Roots Round-Up (Irma Thomas, Chicken Milk, Missy Raines & Allegheny and more) | Songlines
Thursday, July 31, 2025

Roots Round-Up (Irma Thomas, Chicken Milk, Missy Raines & Allegheny and more)

By Devon Leger

Bluegrass, galactic soul, honky-tonk, New Orleans creole traditions and musical mischief in our latest round-up of North American roots

Galactic & Irma Thomas Press Photo Credit Katie Sikora

Galactic & Irma Thomas (photo by Katie Sikora)

A delightful romp through barn-burning bluegrass, Missy Raines & Allegheny’s new album, Love & Trouble (****), is a great outing from one of my favourite imprints, Compass Records. Founded by Alison Brown, it’s a label that truly supports women in bluegrass, especially female bandleaders like Raines. Known as one of the best bluegrass bassists, Raines knows how to pick talent, featuring hot young artists like fiddler Ellie Hakanson and mandolinist Tristan Scroggins. She writes great songs and features fascinating cuts from other songwriters here as well. What’s nice is that she doesn’t shy away from hard topics, like most others in bluegrass. ‘Coal Black Water’ for example is about fracking in Appalachia. Her band can do it all, from the best bluegrass music around to a surprisingly adventurous chamber jazz tune at the end of the album.

While the US grovels at the feet of the uncancellable garbage human, Morgan Wallen (#1 on the Billboard charts!), real country music still exists. Take the new album, Stone Cold Country Gold (Hillbilly Renegade ****), from Texas honky-tonker Weldon Henson. Raised in the perfectly named city of Humble, a suburb of Houston, Henson is the unassuming real deal on the scene. He primarily plays old-school Texas honky tonks, and his songs are unvarnished, beautifully roughshod nods to the glories of country’s yesteryears. His rhythm and singing are watertight, buoyed by a band that knows how to keep dancers moving for hours. His last album was a live album recorded in a famed honky-tonk, so you know he takes dancing seriously.

The Soul Queen of New Orleans, Irma Thomas, has a new album out as of April, Audience with the Queen (Tchoup-Zilla Records ****), with funk jam band Galactic and it’s an absolute blast. Thomas is from an older generation of soul singers, so it’s wonderful to have her back on the scene (she was singing with The Rolling Stones at JazzFest 2024), especially with a band that can mould itself to her music so well. There’s some love and positivity here, some old school blues too, and ‘Lady Liberty’ is a masterpiece of a protest song. Don’t sleep on this one like I did!
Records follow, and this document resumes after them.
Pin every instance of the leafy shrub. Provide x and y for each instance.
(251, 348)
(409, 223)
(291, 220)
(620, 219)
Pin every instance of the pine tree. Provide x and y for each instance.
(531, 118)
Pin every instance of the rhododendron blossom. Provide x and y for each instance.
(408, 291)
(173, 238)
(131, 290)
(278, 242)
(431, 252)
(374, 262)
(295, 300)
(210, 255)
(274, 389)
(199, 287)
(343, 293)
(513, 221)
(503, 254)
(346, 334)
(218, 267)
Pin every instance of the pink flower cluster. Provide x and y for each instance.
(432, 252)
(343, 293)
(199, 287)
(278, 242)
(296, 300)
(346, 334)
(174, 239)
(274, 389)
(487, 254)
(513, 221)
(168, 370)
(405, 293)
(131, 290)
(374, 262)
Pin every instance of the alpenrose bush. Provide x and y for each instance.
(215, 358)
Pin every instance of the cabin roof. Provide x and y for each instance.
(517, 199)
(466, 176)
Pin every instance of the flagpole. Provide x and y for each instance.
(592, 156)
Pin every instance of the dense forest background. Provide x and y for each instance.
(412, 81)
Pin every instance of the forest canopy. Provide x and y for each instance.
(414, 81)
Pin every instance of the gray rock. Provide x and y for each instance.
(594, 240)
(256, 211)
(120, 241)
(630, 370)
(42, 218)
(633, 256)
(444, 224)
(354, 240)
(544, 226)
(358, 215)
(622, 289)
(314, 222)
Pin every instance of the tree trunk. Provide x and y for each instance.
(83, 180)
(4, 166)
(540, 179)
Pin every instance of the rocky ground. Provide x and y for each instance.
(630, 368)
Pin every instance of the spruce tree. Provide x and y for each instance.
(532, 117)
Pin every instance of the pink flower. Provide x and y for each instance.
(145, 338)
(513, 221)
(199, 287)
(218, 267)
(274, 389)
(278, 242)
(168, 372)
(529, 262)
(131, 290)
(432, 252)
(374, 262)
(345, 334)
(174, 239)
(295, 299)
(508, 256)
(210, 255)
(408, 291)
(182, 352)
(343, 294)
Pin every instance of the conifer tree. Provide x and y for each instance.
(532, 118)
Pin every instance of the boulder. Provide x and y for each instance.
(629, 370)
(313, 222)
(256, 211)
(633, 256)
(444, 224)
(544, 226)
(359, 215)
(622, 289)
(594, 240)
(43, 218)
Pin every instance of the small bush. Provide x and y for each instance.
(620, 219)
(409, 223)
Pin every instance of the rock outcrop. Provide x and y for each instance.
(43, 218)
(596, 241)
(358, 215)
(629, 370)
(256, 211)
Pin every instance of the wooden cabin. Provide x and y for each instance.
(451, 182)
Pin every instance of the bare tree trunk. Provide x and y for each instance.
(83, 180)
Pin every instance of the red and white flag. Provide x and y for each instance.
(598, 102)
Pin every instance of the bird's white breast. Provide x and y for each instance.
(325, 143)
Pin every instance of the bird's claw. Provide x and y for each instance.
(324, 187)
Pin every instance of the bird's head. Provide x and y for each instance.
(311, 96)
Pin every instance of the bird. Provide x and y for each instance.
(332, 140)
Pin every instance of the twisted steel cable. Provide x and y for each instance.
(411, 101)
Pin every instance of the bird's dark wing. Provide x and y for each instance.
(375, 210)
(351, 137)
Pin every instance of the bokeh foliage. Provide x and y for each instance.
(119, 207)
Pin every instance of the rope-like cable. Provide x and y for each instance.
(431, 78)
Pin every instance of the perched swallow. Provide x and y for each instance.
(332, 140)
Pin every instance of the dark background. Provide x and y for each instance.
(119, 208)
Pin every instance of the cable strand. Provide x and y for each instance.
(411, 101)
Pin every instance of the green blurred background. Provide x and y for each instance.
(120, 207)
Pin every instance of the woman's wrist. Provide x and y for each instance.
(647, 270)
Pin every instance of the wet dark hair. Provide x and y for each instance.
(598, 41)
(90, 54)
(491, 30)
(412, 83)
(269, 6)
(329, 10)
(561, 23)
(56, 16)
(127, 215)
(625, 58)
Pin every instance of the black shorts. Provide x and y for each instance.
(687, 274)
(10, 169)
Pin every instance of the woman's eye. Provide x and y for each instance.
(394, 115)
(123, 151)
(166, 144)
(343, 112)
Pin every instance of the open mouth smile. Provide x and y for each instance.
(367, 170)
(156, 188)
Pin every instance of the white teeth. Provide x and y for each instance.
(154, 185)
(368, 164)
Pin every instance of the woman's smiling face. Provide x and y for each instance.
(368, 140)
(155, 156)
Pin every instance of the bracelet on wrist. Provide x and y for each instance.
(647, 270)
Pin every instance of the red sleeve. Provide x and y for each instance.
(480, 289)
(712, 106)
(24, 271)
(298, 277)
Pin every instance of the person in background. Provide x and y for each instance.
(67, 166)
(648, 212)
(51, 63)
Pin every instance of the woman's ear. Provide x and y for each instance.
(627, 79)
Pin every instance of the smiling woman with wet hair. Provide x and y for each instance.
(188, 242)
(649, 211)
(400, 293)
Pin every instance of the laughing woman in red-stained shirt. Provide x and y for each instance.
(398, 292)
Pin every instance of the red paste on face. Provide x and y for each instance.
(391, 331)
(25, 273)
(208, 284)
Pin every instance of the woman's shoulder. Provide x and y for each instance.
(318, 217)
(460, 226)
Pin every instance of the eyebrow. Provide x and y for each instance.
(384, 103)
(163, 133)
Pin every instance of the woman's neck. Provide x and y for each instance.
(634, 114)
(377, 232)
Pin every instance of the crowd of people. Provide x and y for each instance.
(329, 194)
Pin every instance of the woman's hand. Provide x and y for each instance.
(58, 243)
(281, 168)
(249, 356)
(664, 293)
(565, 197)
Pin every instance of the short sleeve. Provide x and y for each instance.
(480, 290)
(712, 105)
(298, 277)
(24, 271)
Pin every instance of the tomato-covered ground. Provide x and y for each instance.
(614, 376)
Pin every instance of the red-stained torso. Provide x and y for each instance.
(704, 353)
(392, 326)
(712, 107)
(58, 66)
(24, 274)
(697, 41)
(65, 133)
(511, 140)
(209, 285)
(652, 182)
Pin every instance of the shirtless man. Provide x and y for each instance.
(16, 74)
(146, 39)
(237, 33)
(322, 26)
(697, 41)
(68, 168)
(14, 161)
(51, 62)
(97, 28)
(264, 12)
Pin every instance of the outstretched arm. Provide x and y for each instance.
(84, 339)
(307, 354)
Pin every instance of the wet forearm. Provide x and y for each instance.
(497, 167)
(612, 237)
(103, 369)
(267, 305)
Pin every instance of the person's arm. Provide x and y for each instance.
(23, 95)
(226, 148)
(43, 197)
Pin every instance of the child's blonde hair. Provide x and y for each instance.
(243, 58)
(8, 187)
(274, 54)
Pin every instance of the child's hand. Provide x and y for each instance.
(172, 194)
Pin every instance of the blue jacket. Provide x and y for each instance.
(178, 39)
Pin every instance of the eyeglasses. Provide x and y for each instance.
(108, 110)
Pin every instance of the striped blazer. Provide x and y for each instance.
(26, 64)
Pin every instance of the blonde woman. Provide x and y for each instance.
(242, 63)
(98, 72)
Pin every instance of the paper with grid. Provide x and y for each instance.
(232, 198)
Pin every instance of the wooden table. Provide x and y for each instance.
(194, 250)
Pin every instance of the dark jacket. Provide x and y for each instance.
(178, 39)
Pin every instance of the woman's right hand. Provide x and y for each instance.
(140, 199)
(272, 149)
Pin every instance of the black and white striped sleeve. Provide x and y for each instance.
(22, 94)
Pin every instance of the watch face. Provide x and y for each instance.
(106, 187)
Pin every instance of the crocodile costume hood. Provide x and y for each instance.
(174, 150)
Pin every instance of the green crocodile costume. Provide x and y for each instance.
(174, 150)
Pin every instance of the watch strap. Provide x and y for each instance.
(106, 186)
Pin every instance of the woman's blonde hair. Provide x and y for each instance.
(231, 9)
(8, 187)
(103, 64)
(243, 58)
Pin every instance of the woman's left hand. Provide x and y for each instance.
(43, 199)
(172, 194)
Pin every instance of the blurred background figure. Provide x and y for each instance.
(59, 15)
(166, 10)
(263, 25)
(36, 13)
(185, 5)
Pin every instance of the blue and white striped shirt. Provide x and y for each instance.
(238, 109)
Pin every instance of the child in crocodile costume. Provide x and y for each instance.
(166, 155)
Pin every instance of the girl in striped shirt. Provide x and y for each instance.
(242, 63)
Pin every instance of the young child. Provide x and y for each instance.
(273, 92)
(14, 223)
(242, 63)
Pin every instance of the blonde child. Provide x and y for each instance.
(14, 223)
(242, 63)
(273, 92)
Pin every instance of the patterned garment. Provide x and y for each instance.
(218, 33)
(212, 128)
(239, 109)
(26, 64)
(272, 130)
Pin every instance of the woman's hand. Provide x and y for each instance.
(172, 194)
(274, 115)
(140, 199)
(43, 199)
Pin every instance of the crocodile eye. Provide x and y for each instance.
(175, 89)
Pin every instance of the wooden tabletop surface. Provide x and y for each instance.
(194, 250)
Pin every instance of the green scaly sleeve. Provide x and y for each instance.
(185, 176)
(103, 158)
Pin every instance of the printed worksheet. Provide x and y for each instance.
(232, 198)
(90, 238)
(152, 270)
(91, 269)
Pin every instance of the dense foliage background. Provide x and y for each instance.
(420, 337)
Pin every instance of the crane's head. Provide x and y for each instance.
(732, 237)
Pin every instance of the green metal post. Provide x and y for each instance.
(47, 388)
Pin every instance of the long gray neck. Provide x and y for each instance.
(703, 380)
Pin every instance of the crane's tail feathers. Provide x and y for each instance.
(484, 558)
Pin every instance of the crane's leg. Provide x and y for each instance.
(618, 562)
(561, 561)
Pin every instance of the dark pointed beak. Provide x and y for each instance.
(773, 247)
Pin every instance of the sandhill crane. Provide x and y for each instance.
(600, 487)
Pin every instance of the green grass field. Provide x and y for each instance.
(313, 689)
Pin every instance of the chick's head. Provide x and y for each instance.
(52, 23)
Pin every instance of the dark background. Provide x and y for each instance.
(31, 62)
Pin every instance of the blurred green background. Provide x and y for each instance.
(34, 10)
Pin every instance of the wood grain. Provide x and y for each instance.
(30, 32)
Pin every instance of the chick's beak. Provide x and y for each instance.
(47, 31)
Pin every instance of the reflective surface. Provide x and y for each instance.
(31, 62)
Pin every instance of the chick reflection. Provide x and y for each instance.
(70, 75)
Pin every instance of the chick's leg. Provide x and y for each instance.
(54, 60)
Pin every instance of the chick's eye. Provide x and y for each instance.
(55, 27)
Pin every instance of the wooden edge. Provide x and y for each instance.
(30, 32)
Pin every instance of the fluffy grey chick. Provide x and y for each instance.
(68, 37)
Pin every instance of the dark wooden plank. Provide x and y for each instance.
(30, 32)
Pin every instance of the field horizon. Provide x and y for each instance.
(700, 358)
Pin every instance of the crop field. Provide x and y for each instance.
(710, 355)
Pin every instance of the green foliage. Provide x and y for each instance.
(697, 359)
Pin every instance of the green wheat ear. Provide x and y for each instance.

The new album, Dave (Hotdog Kid ****), from mysterious songwriter Chicken Milk, another New Orleans artist, took me completely by surprise. Like the bastard child of Paul Simon and Frank Zappa, Mr Milk (real name Dave Hammer) plumbs human absurdity for some absurdly catchy songs. The album has lush arrangements, clever songcraft, a dizzying array of genre influences (everything from Django jazz to classical strings to Dr John to psych rock), and an innocent heart. You might get whiplash from song to song with how much this album shifts, and Mr. Milk might be a mad genius too! What fun!

Another great album out of Louisiana, Musique(s) (Nous Foundation *****) is a compilation produced by Nous, the New Orleans Foundation for Francophone Cultures. It features a valuable and rare survey of New Orleans’ Creole traditions, including some that were new to me such as The Baby Dolls, a mask and costume tradition for Black Creole women singing in kouri vini (the Black Creole dialect of Louisiana). Louis Michot of the Lost Bayou Ramblers and Leyla McCalla also feature heavily as well as zydeco artist Sunpie & the Louisiana Sunspots, Creole chamber ensemble Les Cenelles and indie-pop band Sweet Crude. Anything from New Orleans is tinged with French and usually Cajun French (though Cajun country lies to the west of the city), but it’s glorious to have an entire album purely focused on the Creole language that lies at the heart of Louisiana culture.